9H30, le bureau est plié et prêt à rejoindre Annequin. De son côté Raphaël fait ses courses de démarrage. Accompagné de Jean-Luc, il prépare le buffet du soir. Charcuteries et fromages. Je ferme un instant les yeux et l’imagine se promenant dans les allées de marché et Super « marché », lui et sa taille impressionnante, caddy débordant et ses yeux brillants. Je ne lui ai jamais dit, maintenat il le sait si il me lit, mais j’ai souvent ri à l’idée qu’il fallait 2 à 3 types comme moi, pour faire un gars comme lui.
9H30, les premières confirmations d’arrivées me parviennent ; la Bulgarie est en France ! Le Bulgarie impatiente, prendra le train précédent à celui qui était convenu….
10H30, Dorothée me dépose à Annequin. Pendant que j’ouvre la salle des fêtes, elle repart à Lille accueillir Reni et Luysi, les Bulgares impatientes. Au centre de la salle, les services techniques de la ville ont déposé, tel un cadeau, les éléments de la fiche technique (Plateaux SAMIA, Grilles d’exposition, tables et chaises...) que nous leur avions fait parvenir. Mon esprit ne supportant pas le désordre et bien que les plateaux pèsent un certain poids, je cherche d’abord à les déplacer. J’imagine un système roulant et astucieux mais, très vite comprenant que je grillerai trop de cartouche de mon « énergie 2ème souffle », je fais appel à la ville pour qu’une aide me soit apportée. Une fois les plateaux installés, je positionne les grilles en fermeture de salle. 3 espaces sont maintenant clairement délimités. Quand les participants arriveront, ils trouveront 3 lieu dans un lieu.
Dans le carré construction, Je pose amusé les outils spécifiques, support plastique, bloc de mousse, cutter, ciseau, dés à coudre, quelques épingles, des aiguilles à gros chat pour les yeux fatigués…

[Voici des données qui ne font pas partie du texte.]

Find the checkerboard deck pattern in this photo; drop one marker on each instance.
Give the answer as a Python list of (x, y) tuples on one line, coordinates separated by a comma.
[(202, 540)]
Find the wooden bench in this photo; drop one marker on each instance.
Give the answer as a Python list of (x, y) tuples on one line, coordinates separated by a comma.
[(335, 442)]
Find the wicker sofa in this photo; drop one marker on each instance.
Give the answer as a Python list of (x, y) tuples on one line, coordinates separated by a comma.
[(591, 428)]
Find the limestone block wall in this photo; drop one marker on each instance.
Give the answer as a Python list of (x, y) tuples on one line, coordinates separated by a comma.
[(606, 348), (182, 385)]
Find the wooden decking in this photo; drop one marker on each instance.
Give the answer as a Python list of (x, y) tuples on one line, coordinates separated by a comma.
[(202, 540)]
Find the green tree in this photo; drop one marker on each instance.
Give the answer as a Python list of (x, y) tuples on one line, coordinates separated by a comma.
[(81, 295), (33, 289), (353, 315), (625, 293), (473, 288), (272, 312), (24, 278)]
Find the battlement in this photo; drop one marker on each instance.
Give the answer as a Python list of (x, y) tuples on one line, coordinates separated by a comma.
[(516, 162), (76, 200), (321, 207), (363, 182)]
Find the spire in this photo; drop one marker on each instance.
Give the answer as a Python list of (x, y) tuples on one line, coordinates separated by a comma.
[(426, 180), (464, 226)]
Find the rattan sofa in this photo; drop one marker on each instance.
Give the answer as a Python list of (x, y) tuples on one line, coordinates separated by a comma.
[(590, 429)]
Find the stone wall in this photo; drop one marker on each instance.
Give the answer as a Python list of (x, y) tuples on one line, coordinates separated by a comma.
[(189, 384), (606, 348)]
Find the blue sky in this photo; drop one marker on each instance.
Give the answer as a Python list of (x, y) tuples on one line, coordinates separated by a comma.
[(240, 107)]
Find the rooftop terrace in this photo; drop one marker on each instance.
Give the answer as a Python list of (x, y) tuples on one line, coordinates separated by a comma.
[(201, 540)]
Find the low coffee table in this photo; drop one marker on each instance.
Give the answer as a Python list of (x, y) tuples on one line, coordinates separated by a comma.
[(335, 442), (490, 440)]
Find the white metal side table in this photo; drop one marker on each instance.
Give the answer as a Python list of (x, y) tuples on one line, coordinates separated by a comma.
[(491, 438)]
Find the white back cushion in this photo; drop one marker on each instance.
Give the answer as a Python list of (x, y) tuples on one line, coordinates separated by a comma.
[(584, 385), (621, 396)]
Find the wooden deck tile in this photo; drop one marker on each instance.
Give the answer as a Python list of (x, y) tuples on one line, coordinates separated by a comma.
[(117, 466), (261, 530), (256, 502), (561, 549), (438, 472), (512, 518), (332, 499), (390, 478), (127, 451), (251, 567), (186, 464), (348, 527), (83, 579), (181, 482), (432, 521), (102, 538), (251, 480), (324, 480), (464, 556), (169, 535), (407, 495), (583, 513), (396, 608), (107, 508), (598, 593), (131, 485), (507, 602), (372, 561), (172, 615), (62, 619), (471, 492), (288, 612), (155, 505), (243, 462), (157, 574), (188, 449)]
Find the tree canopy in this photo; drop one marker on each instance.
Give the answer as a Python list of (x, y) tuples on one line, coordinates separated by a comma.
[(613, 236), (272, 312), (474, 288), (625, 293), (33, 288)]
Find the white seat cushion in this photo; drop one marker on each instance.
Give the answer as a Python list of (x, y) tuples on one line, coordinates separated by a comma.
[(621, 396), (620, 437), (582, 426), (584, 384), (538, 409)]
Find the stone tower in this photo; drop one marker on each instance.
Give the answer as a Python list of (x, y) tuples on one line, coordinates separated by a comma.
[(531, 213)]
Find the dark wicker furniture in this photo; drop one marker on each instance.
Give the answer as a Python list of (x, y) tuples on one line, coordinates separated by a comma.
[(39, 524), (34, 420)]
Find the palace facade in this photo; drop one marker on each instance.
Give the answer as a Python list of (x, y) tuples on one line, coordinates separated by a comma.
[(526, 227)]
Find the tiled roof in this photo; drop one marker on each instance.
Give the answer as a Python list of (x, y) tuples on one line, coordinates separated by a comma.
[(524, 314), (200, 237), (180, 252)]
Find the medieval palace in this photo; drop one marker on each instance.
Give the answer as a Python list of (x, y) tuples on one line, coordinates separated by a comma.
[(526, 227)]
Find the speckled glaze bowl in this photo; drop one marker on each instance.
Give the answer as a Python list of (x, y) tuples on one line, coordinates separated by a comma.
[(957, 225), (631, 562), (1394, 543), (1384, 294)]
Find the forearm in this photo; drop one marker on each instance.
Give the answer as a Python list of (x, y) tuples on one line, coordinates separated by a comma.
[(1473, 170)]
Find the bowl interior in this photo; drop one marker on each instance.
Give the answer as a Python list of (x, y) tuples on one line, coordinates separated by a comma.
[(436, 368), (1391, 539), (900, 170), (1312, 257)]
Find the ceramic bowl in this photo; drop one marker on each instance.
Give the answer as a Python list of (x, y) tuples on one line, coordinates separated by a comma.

A 12H30, alors que la musique du téléphone n’a cessé d’accompagner mes œuvres, je suis seul dans la salle et je sais que le gros œuvre est
passé, j’ai faim. Raphaël et son équipe arriveront à 14H, ils pourront installer l’espace restauration. Quand je sors dans les rues de Annequin, le soleil vient frapper mes yeux. J’aurais du
anticiper, je ne l’ai pas fait, il est 12h31 et la boulangerie et les quelques commerces de la place sont fermés. J’attendrai pour combler ma faim, la réalité de la France que nous allons
présenter aux européens est loin de celle des grandes villes. Une France un peu assoupie, après un lourd repas..
Ensuite tout va très vite et très lentement. La même double temporalité que celle habitant chaque mouvement d’une vie, toujours, jusqu’à la fin. Un SMS m'apprend que les Bulgares impatientes sont à Lille, elles profitent du soleil sur une terrasse en déjeunant avec Dorothée et Léonard (au passage sirotant quelque elixir rugueux). Dorothée les transfèrera vers l’hôtel en début d’après-midi.
Les SMS m'ont appris qu'en Belgique, "le géant" et Sophie ont d’abord accueillis les participants Roumains arrivés à Bruxelles Nationale. Puis un autre message me faisait savoir que la petite troupe était partie accueillir les participants Lettons à Charleroi. Ils reprennent la route vers l’hôtel à 13H30.
Ensuite tout va très vite et très lentement. Raphaël et son équipe arrivent. Après avoir pris le temps du déchargement, nous échangeons sur la disposition du Buffet, de la table catering et des tables Brasserie. Je déplace mon espace construction pour que les poussières de mousse et autres matériaux ne viennent percuter la nourriture.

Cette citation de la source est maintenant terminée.